I’ll post when I can, as often as I can. I hope, in many ways, to mirror much of the coverage I contributed to The Messenger in my posts here. I’ll do my best to be fair, be accurate, and adhere to my own style and voice.
I would love for this endeavor to become my sole, or primary, occupation. But that isn’t entirely up to me. If this project is to last, and become something I can make a living at, it’s going to need you.
You want more Bobcat coverage, features about and from Athens County? I hope to be part of that. But that depends on you.
For now, reading these posts and sharing them, and interacting with the website, and spreading the word is enough.

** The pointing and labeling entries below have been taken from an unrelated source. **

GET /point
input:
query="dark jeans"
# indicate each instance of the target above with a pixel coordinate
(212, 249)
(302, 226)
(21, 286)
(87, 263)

This is the beginning. It’s not one I thought was coming a year ago, and or even three months ago if I’m being honest, but it’s here. There’s plans in place to build on to the website, to offer a true subscription service if there’s enough interest, and develop more of a social media presence.
I know the Bobcats inside and out. I have good working relationships with most people in the area, and on campus. I believe I can offer something that hard-core, or casual, or former OU fans may have been missing. None of that disappeared when my job title evaporated in April.
This is what i do, and it’s time I got back to doing it. So I hope you’ll give me a shot, come along for the ride, and see if we can’t create something special in the process.